Quanto mais adensadas as regiões impactadas, maiores podem ser as consequências negativas para a população. As construções irregulares na cidade de São Sebastião, que concentrou o maior número de vítimas em São Paulo, cresceram 15 vezes em 35 anos, conforme análise do MapBiomas revelada pelo GLOBO. Ao mesmo tempo, o total de habitantes do município quadruplicou. Mas mesmo cidades pacatas do interior não estão livres de intempéries. Em novembro do ano passado, um forte temporal de granizo no Sul de Minas deixou estragos em pelo menos 19 cidades da região. Em Cabo Verde, produtores rurais relataram prejuízos de quase 100%, e casas, escolas e postos de saúde foram destruídos. Mas a face da destruição é parecida em cidades grandes ou pequenas.

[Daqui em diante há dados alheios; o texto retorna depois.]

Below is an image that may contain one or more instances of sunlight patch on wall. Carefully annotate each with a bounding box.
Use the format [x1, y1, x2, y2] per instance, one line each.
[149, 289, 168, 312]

— As populações mais vulneráveis são as que sofrem os impactos mais significativos — diz Danielle Moreira, coordenadora do Grupo de Pesquisa Direito, Ambiente e Justiça no Antropoceno (JUMA) do NIMA/PUC-Rio, frisando que o Plano Nacional de Adaptação à Mudança do Clima, de 2016, ficou engavetado nos últimos quatro anos. De 27 capitais, segundo o Iclei (Governos Locais para a Sustentabilidade), apenas 12 têm planos municipais. — Não temos políticas urbanas. Estamos falando de novas variáveis que precisam ser considerado na ocupação urbana, como calor extremo e locais que podem ficar submersos no futuro — alerta a pesquisadora.

Desigualdade é desafio

A explicação para a dimensão da tragédia que assolou o Litoral Norte de São Paulo tem raízes na desigualdade. Ela se combinou a anos de ineficiência política, ausência de programas habitacionais e de prevenção. Uma mistura que foi explosiva em tempos de alterações importantes no clima do planeta.

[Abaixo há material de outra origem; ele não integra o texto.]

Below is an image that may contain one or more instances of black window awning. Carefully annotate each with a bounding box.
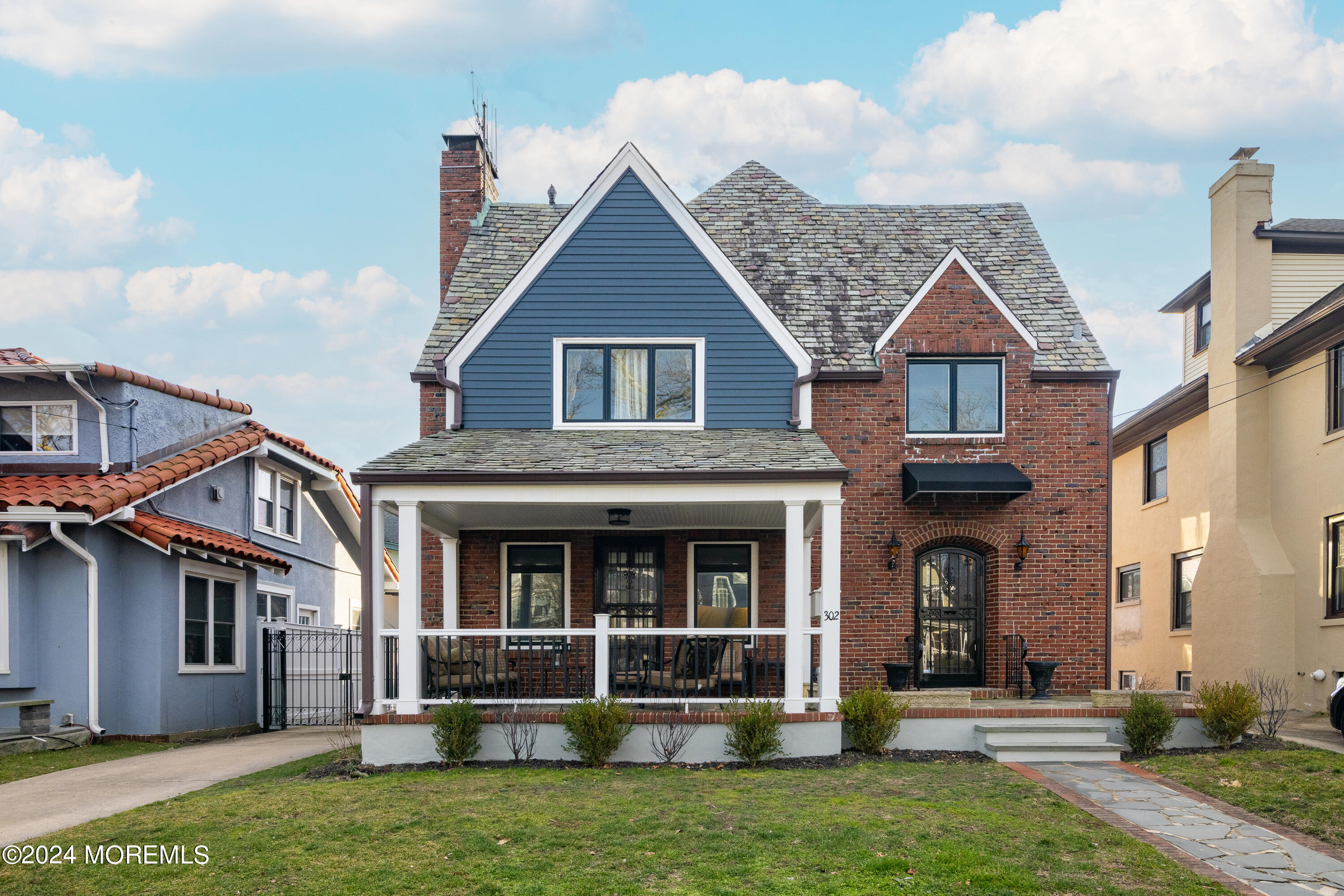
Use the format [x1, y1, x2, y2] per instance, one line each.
[900, 463, 1031, 501]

— Começa de um histórico excludente do processo de urbanização. Iniciativas ligadas ao turismo, à exploração de gás e petróleo e atividades de logística, com porto e expansão de rodovias, atraem a população, sem um planejamento urbano efetivo. Além disso, há as ocupações e as características geográficas do relevo. E, por fim, veio o temporal — observa o demógrafo César Marques, professor da Escola Nacional de Ciências Estatísticas do IBGE. — Uma das maiores questões do litoral são as casas de uso ocasional. Entre 30% a 50% das moradias nestes lugares não são permanentes, o que cria uma pressão no mercado imobiliário e restringe o uso mais seguro do terreno e de mais infraestrutura.

Procurada pelo GLOBO, a prefeitura de São Sebastião informou que, em 2017, início da atual gestão, a cidade tinha 107 núcleos urbanos informais e que “não recebe verba para prevenção de desastres naturais desde 2013”. O governo de São Paulo não retornou.